Supply shortage complicates market

Canada is expected to produce less than 17 million tonnes of canola this year, down sharply from the usual 20 million tonne crop. This could leave vegetable oil consumers in a bind if U.S. soybean production also falls short of current forecasts. | MIKE RAINE PHOTO

This year’s drought means there will be more demand than supply of new crop, and some buyers may have to do without

The process of driving off demand for Canadian crops has begun.

But rather than smooth, orderly braking, the process is likely to be full of jolts and swerving, as if attempting to avoid a crash, says Mike Jubinville of MarketsFarm.

“You pump the brakes. That’s what happens even in the canola market,” said Jubinville in a midsummer new crop market outlook.

“There’s going to be a period of time where we’re going to have these violent corrections in the market .… Is this the ultimate top (to prices?) Who knows? Maybe it is, but I think we have to maintain some pretty high prices throughout the marketing year, and so far the cash markets have been countering a bit of the correction we’ve seen in the futures market.”

For crops like canola, oats and high protein spring wheat, there is more demand than supply of new crop. Some buyers are going to have to back away from all of those markets in order for supplies to not run out.

Which buyers retreat, and at what price, are key market questions today. Some buyers are more committed than others, but who exactly is committed and who has the option of backing off remains to be seen.

“Where do these buyers go?” said Jubinville of Canadian canola’s main customers, including domestic crushers and Mexican, Japanese and American processors.

He doubts any of them will be willing to reduce production or be able to find big enough alternative supplies to fill their needs.

“The canola market has done a wonderful job, over the course of 10, 15, 20 years, of cultivating a very reliable user base, both domestic and foreign,” said Jubinville.

“To have this sort of curtailment is going to be an interesting dynamic to see how this plays out this year.”

Some buyers that don’t tend to value canola as highly, such as European biodiesel producers and users in the Persian Gulf and south Asia, might find non-canola vegetable oils that they can swap in. They might not find much luck with alternative canola sources since it’s hard to make up for the shortfall in Canada.

Rather than a 20 million tonne-plus crop, Canada is now likely to produce less than 17 million tonnes of canola. That’s a big drop.

But vegetable oil consumers might be stuck if United States soybean production falls further than U.S. Department of Agriculture is currently forecasting.

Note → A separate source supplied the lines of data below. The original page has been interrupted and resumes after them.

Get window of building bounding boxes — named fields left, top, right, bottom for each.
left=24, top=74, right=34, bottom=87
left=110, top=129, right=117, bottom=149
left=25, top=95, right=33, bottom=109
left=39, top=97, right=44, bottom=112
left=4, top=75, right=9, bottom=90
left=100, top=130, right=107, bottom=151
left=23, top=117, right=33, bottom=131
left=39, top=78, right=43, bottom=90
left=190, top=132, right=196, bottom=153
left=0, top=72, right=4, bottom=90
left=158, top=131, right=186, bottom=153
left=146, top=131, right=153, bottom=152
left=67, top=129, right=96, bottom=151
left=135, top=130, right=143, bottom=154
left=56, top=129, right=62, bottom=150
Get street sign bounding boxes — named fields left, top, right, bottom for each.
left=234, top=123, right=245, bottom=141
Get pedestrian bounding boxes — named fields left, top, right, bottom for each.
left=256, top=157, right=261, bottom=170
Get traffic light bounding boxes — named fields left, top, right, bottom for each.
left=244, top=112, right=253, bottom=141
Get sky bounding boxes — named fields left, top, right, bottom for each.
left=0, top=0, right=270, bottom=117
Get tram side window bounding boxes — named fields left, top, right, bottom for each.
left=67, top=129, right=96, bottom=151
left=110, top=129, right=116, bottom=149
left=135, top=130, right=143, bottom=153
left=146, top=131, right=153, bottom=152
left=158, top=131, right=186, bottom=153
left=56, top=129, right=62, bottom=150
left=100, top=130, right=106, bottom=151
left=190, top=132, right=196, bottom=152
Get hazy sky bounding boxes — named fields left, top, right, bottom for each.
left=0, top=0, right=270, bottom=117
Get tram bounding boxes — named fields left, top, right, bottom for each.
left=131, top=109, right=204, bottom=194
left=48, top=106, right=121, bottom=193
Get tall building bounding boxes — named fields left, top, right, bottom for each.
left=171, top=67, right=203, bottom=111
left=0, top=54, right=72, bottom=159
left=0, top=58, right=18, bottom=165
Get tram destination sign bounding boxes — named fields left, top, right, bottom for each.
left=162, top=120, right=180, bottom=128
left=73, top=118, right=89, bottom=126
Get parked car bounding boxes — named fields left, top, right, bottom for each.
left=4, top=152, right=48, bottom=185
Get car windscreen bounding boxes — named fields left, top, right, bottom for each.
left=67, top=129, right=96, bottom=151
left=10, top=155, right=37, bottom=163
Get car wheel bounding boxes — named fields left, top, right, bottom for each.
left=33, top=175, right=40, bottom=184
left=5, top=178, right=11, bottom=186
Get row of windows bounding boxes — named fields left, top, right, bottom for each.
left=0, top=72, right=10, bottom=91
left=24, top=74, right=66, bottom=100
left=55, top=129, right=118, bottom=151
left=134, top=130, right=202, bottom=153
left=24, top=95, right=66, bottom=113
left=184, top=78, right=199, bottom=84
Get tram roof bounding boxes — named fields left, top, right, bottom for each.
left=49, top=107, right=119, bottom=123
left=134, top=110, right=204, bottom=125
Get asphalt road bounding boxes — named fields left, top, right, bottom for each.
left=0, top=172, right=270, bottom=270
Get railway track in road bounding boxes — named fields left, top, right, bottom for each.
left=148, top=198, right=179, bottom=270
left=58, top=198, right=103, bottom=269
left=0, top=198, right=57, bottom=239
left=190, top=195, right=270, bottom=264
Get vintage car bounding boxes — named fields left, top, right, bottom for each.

The world also relies on Canada for its oats. The U.S. uses Canadian oats to supply about 60 percent of its oats, so some buyers there are likely to bring in boatloads of Scandinavian oats this year.

However, prices have to stay high in Canada to convince farmers to harvest drought-ravaged crops.

“The price needs to stay at a level that’s going to incentivize farmers to harvest that crop and not bale it,” said Jubinville.

High protein spring wheat is also at a premium in North America due to Canada’s drought being also felt in the Dakotas. Spreads between lower protein winter wheat and high protein spring wheat are likely to remain strong to sort out those who must have high protein milling wheat and who can make do without.

Barley, too, will need to see continuing high prices to sort out which buyers for malting, domestic livestock feeding and overseas feeding are most committed.

Jubinville said the recent crop market selloff is typical of bull markets but not proof that the best prices are already behind farmers.

Driving off demand happens over time, as individual buyers assess their needs and come to terms with the supply and demand situation. Price volatility is likely.

“This doesn’t all have to happen in one month,” said Jubinville.